Al-Rishawi, who is from the Iraqi city of Ramadi, has close family ties to the Iraqi branch of al-Qaida, a precursor of the Islamic State group. Three of her brothers were al-Qaida operatives killed in fighting in Iraq.
Jordan has faced tough choices in the hostage drama.
The release of al-Rishawi, involved in the worst terror attack in Jordan, would run counter to the government’s tough stance on Islamic extremism.
However, King Abdullah II is also under domestic pressure to bring the pilot home. Jordan’s participation in U.S.-led airstrikes against the Islamic State militants in neighboring Iraq and Syria is unpopular in the kingdom, and the pilot is seen by some as the victim of a war they feel the country shouldn’t be involved in.

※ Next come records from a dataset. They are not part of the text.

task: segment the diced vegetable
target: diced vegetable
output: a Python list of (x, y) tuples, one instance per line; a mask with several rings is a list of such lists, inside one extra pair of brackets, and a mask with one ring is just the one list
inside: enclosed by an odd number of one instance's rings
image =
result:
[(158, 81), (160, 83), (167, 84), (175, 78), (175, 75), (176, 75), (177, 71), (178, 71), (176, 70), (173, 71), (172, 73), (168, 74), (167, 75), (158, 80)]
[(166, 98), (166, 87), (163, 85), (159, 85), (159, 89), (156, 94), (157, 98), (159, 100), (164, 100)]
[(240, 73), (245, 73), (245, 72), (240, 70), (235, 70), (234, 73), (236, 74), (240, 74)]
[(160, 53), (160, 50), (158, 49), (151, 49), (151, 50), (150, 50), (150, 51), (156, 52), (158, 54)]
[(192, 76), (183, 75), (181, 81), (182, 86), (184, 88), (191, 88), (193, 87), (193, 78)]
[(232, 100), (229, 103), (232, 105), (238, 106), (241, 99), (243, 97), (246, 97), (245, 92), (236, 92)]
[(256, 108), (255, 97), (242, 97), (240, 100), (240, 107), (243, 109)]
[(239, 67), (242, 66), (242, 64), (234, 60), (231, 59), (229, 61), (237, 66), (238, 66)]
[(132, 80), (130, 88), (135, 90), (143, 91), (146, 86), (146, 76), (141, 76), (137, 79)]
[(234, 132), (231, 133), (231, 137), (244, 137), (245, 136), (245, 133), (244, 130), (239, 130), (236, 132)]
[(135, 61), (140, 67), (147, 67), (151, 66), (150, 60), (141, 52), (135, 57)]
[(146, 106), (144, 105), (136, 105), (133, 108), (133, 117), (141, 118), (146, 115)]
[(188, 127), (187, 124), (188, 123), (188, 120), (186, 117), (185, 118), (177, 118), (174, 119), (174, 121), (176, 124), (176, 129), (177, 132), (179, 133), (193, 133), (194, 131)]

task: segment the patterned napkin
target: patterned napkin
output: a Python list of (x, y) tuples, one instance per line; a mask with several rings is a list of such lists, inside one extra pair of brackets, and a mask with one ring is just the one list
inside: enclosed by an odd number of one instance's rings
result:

The pilot’s relatives have also expressed such views and have accused the government of bungling efforts to win his freedom.
After the deadline passed, al-Kaseasbeh’s father, Safi, urged his son’s captors to have mercy on a fellow Muslim and spare his life, saying “amnesty is an Islamic value.”
The pilot’s family is from the tribal area of Karak in southern Jordan, and the elder al-Kaseasbeh spoke at a “diwan,” or meeting place, for Karak tribesmen in the Jordanian capital of Amman.
Dozens of protesters chanted slogans as a former army chief arrived at the diwan. “They abandoned Muath, the son of the army!” they shouted. “Why are we fighting outside our borders?”
Al-Kaseasbeh was seized after his Jordanian F-16 crashed in December near the Islamic State group’s de facto capital of Raqqa in Syria. He is the first foreign military pilot to be captured since the U.S. and its allies began striking the Islamic State more than four months ago.
In Tokyo, Goto’s wife, Rinko Jogo, made her first public appeal for her husband’s life, saying she had not spoken out previously because she was trying to shield their daughters, a newborn and a 2-year-old, from media attention.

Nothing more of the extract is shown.